Y en estas le da por rememorar, oficio viejo de pensionistas, en la ferviente creencia de que el pasado sí existe al condicionar el presente y, por ende, el futuro, tan pequeñajo, ya, para él… ¿Ha sido feliz? -se pregunta-. Y se contesta que sí, a pesar de que todo fue muy duro y distinto a lo planificado. Los hombres -cree- tiran los dados, pero éstos caen con libre albedrío…
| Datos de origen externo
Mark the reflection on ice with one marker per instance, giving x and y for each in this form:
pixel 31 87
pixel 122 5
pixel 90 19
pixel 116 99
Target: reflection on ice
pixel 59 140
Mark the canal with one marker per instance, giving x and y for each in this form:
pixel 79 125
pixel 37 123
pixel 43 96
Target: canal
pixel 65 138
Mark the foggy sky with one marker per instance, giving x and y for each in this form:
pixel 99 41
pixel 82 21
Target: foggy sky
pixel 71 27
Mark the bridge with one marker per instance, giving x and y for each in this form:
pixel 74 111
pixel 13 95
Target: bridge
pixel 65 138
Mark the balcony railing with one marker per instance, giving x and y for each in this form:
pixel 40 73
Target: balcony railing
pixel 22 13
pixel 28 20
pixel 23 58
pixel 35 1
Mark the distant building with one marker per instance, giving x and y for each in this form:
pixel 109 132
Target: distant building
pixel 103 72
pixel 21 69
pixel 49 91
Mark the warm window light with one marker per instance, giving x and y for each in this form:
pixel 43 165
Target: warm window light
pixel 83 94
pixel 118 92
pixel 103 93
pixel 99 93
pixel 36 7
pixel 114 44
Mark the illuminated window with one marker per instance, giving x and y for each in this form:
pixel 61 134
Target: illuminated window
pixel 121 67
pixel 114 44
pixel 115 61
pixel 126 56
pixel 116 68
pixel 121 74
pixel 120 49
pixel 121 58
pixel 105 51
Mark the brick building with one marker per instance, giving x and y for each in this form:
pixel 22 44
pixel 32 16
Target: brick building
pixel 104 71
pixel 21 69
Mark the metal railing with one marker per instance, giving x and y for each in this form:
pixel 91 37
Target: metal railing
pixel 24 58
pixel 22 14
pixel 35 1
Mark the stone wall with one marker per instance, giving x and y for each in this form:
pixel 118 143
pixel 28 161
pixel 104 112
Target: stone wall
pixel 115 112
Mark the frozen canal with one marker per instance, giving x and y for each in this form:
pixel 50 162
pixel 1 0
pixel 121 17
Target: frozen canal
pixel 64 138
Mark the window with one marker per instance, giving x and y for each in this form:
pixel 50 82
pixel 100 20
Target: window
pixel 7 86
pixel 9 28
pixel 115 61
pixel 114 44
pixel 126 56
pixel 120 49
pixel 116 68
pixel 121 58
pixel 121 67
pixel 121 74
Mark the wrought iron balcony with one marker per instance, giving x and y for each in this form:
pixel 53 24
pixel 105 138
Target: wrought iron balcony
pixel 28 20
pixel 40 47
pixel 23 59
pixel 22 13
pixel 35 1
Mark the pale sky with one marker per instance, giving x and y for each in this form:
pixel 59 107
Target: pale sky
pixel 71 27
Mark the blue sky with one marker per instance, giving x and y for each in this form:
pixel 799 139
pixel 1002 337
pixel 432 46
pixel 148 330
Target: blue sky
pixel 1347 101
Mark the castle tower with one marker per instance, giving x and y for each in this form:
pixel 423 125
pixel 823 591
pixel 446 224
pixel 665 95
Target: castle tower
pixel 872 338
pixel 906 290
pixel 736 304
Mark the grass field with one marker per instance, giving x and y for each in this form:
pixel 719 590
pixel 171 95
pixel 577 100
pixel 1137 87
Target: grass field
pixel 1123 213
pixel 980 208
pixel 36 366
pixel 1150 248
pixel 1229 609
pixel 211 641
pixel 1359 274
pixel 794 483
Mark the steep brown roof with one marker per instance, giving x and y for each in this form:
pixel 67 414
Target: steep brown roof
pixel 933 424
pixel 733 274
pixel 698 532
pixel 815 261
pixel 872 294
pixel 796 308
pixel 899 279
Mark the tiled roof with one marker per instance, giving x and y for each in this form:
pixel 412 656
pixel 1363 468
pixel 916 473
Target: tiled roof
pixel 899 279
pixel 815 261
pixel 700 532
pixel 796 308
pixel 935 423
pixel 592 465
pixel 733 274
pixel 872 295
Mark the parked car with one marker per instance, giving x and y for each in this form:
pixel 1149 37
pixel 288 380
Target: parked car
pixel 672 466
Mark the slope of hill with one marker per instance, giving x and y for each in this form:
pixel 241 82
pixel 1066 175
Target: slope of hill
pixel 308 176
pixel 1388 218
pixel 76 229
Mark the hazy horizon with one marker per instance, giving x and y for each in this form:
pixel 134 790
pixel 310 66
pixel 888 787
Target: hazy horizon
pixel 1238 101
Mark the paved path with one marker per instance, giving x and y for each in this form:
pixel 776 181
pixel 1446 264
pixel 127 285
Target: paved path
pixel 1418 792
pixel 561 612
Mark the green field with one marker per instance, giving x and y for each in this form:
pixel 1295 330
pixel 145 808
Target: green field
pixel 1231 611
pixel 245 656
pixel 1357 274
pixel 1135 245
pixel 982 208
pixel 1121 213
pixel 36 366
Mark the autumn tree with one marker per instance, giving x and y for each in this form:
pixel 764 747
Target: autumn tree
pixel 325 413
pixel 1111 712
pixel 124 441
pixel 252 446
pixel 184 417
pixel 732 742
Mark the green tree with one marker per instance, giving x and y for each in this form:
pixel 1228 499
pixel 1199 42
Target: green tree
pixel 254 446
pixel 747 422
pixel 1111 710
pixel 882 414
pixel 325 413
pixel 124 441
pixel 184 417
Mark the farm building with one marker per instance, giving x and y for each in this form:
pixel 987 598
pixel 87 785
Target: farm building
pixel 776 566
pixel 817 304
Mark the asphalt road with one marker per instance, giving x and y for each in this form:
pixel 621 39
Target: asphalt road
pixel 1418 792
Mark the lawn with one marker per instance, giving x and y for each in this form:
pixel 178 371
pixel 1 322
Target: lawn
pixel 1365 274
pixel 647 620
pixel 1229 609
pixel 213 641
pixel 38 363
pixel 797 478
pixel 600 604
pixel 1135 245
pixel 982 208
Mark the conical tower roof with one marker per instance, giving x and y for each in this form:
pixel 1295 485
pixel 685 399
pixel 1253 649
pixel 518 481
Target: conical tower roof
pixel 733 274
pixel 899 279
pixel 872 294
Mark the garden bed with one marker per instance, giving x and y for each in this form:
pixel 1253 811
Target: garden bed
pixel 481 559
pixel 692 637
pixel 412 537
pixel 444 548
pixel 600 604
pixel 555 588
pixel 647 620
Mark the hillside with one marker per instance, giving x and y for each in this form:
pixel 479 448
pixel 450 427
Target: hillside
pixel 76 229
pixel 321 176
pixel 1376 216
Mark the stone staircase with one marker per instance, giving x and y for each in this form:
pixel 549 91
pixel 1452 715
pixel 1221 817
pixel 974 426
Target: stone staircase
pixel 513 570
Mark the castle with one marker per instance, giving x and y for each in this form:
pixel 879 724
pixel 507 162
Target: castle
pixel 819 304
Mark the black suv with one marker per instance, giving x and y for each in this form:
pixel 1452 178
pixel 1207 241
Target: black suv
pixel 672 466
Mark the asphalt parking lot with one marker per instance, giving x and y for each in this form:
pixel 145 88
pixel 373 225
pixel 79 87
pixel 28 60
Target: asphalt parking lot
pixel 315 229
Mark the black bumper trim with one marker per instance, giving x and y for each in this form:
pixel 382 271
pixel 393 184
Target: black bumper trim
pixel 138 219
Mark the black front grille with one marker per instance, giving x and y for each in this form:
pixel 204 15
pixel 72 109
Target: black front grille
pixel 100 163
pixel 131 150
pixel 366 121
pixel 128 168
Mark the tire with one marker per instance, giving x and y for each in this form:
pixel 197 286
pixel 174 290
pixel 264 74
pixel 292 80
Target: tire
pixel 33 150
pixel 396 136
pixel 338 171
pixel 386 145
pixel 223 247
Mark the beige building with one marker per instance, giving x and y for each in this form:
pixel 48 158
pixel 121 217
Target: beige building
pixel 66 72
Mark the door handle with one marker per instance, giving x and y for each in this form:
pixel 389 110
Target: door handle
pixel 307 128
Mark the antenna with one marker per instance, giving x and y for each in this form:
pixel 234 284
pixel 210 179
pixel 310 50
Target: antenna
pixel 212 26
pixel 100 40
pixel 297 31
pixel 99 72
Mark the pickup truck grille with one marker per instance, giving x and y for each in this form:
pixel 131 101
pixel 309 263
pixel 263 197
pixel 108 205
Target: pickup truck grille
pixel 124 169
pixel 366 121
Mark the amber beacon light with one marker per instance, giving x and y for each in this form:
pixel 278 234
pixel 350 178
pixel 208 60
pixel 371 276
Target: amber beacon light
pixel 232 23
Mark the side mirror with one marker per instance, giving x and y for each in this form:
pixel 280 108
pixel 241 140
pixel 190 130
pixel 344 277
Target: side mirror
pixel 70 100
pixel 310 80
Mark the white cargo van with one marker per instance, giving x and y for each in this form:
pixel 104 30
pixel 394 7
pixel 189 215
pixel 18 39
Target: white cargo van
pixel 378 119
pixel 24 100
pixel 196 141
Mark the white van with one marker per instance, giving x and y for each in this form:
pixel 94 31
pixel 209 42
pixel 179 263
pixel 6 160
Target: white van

Fue víctima -lo sabe- de una educación familiar repleta de virtudes y sentido común. La que le dificultó las cosas, por aquello de que, y parafraseando los evangelios, los hijos de las tinieblas tienen invariablemente las de ganar. La educación que, sin embargo, no cambiaría. La misma que transmitió a sus hijos y a sus nietos… Intentó progresar haciendo difícilmente compatibles trabajos de diversa índole con sus estudios de bachillerato nocturno en el Instituto. Ese instituto en el que acabó su carrera académica por falta de recursos… Vivió la posguerra; percibió la pervivencia de los dos bandos en el corazón de demasiados; se pluriempleó para beneficio de los suyos; contempló como los pilares económicos de la Isla se iban diluyendo como azucarillos gracias a la sensual llamada del dinero fácil, barato y limpio que implicaba el turismo; experimentó la derrota inexorable de la agricultura y de las industrias propias de la Isla manifestada en la dejadez de los campos, en las fábricas polvorientas y en las banquetes de sabater extraviadas que únicamente sobrevivían en viejos retratos en blanco y negro; asistió a la progresiva infravaloración de sus valores; contempló la llegada de un relativismo ético que acallaba conciencias y asistió, entristecido, al crecimiento imbatible de un individualismo insano… Y, como tiro de gracia, esa democracia tan anhelada y ultrajada hoy por una clase política tan mediocre como, en algunos casos, ruin…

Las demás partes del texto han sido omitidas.